We wanted to remove the need for external infrastructure and make the experience as close to “just run and try” as possible.

Instead of manually wiring together all dependencies, the playground bootstraps everything required to run locally. It spins up a local Kubernetes cluster with k3d, sets up object storage via SeaweedFS, pre-configures components needed by OpenEverest, and can optionally seed some test data for quick experimentation. In other words, it removes the biggest barrier: getting started.

The setup is designed to be flexible and user-friendly, with interactive prompts for configuring options like S3-compatible storage. It also includes sensible sizing recommendations to ensure the environment runs reliably on local machines. Beyond infrastructure, the playground provides commands to seed data and includes a simple mock application frontend, making it easier to explore workflows end-to-end.

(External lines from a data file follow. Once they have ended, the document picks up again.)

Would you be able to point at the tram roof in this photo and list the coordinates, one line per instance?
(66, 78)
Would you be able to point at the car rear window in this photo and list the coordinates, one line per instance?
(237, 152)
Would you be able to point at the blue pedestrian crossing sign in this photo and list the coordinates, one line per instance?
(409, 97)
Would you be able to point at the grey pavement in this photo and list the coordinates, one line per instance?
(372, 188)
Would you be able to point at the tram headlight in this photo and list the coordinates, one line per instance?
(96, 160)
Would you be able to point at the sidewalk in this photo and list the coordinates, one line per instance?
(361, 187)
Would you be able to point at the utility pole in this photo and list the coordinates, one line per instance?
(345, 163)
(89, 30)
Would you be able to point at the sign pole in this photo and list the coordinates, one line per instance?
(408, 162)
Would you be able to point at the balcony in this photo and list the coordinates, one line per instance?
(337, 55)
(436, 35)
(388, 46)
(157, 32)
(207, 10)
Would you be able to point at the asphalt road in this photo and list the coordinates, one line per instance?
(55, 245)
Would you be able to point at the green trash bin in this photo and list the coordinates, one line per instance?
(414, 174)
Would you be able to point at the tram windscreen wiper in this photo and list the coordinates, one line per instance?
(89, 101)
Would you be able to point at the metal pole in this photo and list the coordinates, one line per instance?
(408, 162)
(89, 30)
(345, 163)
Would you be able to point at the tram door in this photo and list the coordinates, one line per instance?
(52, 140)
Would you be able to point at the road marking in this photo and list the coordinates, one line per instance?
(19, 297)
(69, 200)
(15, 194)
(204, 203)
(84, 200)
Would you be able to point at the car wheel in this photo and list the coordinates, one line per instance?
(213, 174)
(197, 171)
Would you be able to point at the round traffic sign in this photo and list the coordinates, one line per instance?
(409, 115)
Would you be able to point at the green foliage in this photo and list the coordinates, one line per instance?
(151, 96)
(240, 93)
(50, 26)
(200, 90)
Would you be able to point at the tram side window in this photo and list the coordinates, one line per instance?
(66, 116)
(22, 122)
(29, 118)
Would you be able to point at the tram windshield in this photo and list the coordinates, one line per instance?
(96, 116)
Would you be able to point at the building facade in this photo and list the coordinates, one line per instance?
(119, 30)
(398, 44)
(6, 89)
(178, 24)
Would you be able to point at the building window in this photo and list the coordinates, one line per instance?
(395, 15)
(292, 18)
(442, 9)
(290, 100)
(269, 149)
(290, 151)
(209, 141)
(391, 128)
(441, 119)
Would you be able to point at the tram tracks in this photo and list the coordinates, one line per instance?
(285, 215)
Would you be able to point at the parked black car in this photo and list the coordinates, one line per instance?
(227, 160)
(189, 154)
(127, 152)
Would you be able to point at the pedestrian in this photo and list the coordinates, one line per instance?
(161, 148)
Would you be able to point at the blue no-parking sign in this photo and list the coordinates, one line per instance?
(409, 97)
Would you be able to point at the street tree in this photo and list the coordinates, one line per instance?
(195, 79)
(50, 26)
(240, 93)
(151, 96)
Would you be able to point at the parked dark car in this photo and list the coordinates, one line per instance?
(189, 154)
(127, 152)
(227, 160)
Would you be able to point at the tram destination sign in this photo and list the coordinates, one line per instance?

OpenEverest Playground CLI

With a single setup, we can now run OpenEverest entirely on localhost and focus on what actually matters - exploring its capabilities.

What’s Next

This is still an evolving project, and we’re continuing to expand it alongside our OpenEverest journey.

Looking ahead, there are a few areas we’re planning to dive into:

  • Integration with identity providers (IDP)
  • Role-based access control (RBAC)
  • Evaluating developer workflows end-to-end

More broadly, we’re exploring how OpenEverest fits into a real-world platform engineering setup, not just as a tool, but as a core building block for self-service infrastructure. If you’re looking to get hands-on with OpenEverest, check out our openeverest-playground repository and give it a try!